I live in a house with three younger siblings, all of whom have been under my dictatorship at one point or another. I won’t lie; I can be a mean big sister who shows no mercy. But watching my siblings grow and rebel against my authority has shown me they each have their own personalities that may or may not clash with my own. It’s taken years to understand this, and even as I write this, I’m recovering from a sibling showdown in which I played the role of sheriff and merciless totalitarian. Still, conflict isn’t always a bad thing, and acceptance should be the goal of all relationships. When you learn to keep all your mess and imperfections in check, you allow yourself to do the same with others.
I wish I had superpowers for only one reason: to see what people really think of themselves. Over the years, my curiosity has manifested itself in a number of ways—with me trying to read people’s thoughts or guessing their level of self-confidence by the way they walk or talk. From a young age, I’ve struggled with self-consciousness and low self-esteem. I would often change my personality so that I could be accepted in a particular crowd, while never really allowing anyone to see the real me, as I was never really certain of who that was in the first place.

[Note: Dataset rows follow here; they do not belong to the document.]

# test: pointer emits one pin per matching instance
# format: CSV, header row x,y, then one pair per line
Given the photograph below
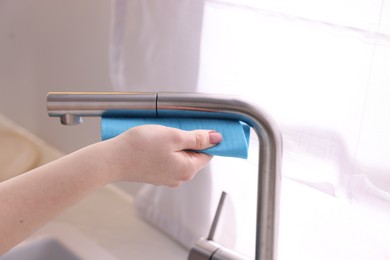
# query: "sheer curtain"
x,y
321,68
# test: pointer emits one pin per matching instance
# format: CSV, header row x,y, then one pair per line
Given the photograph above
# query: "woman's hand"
x,y
160,155
151,154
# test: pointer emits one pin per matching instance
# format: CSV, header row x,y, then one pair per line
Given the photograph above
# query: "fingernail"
x,y
215,137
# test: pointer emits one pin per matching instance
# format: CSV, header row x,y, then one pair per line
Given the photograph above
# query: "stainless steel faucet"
x,y
72,106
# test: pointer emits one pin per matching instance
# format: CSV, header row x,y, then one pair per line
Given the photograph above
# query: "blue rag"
x,y
235,133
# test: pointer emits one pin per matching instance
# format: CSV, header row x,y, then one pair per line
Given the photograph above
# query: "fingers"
x,y
200,139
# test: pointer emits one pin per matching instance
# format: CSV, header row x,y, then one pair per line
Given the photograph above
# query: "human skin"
x,y
147,154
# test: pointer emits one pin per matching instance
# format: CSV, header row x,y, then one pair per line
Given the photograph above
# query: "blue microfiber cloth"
x,y
235,133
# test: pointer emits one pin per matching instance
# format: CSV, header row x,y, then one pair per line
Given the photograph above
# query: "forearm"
x,y
31,199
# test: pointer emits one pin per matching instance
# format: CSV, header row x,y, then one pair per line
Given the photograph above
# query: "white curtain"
x,y
321,68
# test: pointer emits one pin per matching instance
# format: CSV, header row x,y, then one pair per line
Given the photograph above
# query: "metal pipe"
x,y
190,105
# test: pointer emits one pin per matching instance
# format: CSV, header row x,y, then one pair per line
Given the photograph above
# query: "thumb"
x,y
200,139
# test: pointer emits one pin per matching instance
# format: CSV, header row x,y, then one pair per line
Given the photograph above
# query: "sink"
x,y
41,249
60,242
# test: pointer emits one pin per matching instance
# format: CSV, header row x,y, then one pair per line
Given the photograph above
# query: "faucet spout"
x,y
72,106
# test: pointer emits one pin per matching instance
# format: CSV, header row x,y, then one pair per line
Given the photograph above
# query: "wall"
x,y
53,45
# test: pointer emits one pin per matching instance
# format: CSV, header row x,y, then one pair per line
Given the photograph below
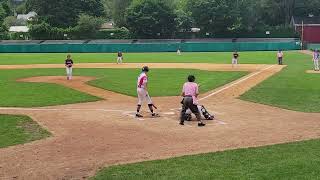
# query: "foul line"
x,y
237,82
48,109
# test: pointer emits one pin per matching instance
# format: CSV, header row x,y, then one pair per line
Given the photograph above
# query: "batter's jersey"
x,y
142,80
69,62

I used to envy self-assured people no matter how unpopular they were. I wanted that cool confidence that comes from knowing who you are and who your real friends are. It’s taken me a long time to assess myself, to get to know who I am and who I am not. You would never tell just by looking at me how uncertain I am, which gets me back to my desire for superpowers. I wanted to know who else struggled with self-identity so I wouldn’t feel like the odd man out.
As I get older I realize we all do, maybe some more than others, but in a way self-identity is a question that everyone must deal with at one point or another. But here’s the thing about knowing who you are and being OK with it: you learn to love and accept others for who they are. Accepting yourself unlocks the key to understanding that not everyone is perfect, but in each flaw is a purpose, a puzzle piece that fits into a larger complete picture.

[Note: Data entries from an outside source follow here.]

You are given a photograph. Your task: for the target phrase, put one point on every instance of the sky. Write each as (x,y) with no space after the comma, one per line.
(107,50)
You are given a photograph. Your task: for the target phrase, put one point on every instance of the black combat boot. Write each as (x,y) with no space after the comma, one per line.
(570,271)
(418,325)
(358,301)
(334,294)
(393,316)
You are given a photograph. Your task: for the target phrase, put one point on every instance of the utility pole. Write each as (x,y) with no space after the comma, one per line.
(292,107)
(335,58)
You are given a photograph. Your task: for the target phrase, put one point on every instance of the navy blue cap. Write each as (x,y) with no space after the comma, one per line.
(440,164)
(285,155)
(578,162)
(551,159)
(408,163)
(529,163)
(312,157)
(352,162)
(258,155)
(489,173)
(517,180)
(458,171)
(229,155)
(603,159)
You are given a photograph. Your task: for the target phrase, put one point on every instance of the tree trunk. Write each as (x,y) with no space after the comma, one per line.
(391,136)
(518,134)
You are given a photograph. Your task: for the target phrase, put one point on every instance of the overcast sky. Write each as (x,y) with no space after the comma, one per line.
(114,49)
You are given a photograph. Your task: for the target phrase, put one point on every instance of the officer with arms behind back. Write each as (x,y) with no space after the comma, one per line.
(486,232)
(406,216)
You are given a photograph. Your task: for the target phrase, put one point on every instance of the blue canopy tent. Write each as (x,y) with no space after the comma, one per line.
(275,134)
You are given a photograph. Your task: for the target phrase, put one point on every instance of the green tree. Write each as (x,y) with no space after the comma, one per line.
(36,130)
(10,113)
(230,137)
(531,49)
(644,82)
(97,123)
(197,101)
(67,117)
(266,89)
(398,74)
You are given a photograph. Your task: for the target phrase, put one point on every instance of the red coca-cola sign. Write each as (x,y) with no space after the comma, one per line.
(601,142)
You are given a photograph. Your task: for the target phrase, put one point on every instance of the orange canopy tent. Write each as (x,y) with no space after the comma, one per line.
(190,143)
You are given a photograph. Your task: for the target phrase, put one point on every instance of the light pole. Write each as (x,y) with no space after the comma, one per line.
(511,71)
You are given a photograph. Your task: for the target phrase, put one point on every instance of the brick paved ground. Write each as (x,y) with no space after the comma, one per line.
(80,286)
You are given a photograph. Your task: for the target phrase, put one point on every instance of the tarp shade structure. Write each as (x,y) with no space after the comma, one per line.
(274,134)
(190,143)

Acceptance of myself has meant that I embrace all my past mistakes, that I’m kind to my flaws and that I forgive myself when I do something wrong. I’m not perfect, I don’t always have the right answers or responses to situations and I find myself making silly mistakes on a daily, hourly basis. But that’s OK, and it’s OK for others to make mistakes too, even ones that hurt me. Self-acceptance has helped my confidence, because I’ve grown comfortable with being myself and allowing others to see that. I’m beginning to reach a place where I can say, “It’s great if you like me but it’s not a tragedy if you don’t.”
Of course being yourself means that you’re going to butt heads with others who are not like you which is the next stage in acceptance. Acceptance not only boosts positive self-esteem, but it teaches us how to manage conflict and build healthy relationships.

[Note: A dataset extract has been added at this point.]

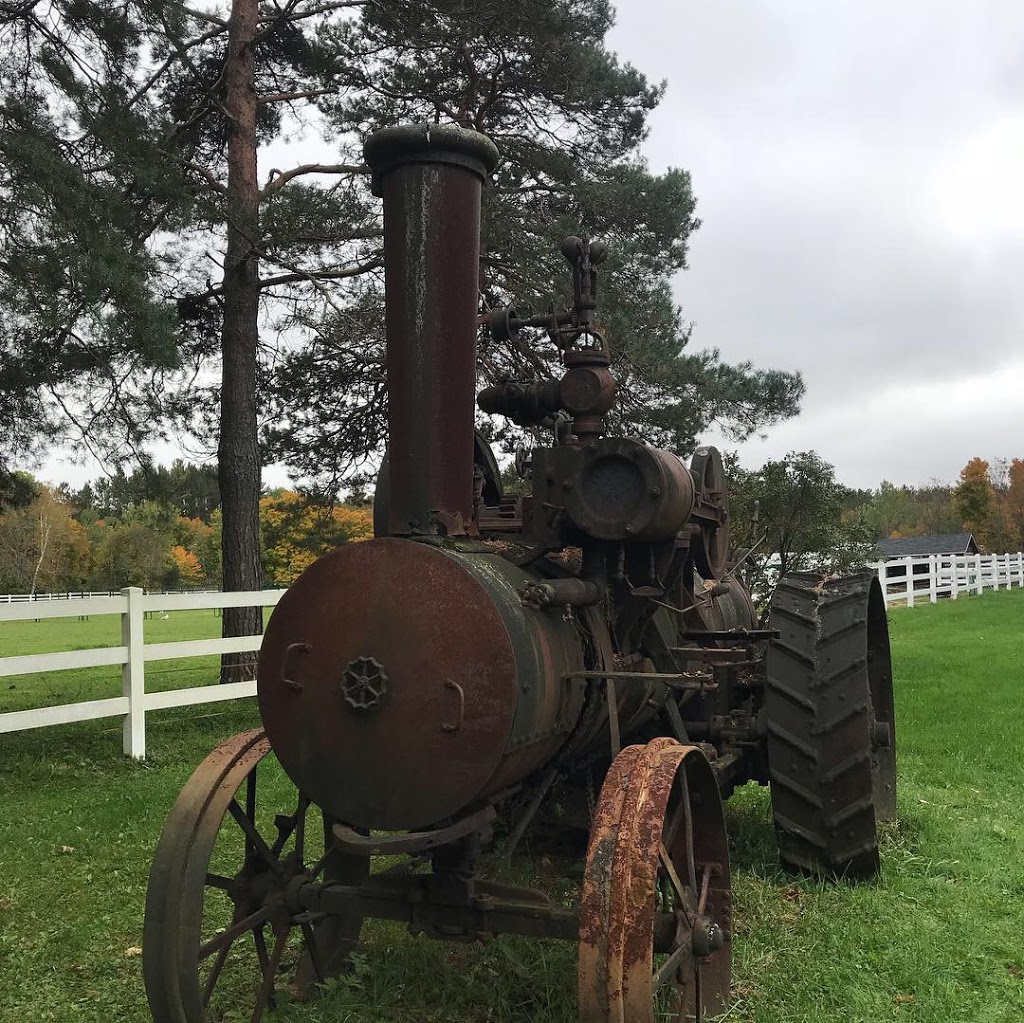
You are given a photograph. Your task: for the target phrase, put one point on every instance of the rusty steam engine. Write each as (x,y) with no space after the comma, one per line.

Acceptance and love for yourself is the first step to keeping conflict in check. It allows conflict to occur without allowing unforgivingness to take root. When someone does something to hurt me, I feel all the emotions any normal person does, but I also try my best to see that I’ve also done things to hurt others. For that reason I can’t hold a grudge because, to do that, I would have to be a flawless person who’s never done wrong. Give people chances, allow them to accept you and in turn accept them. After all, we’re all beautiful messes.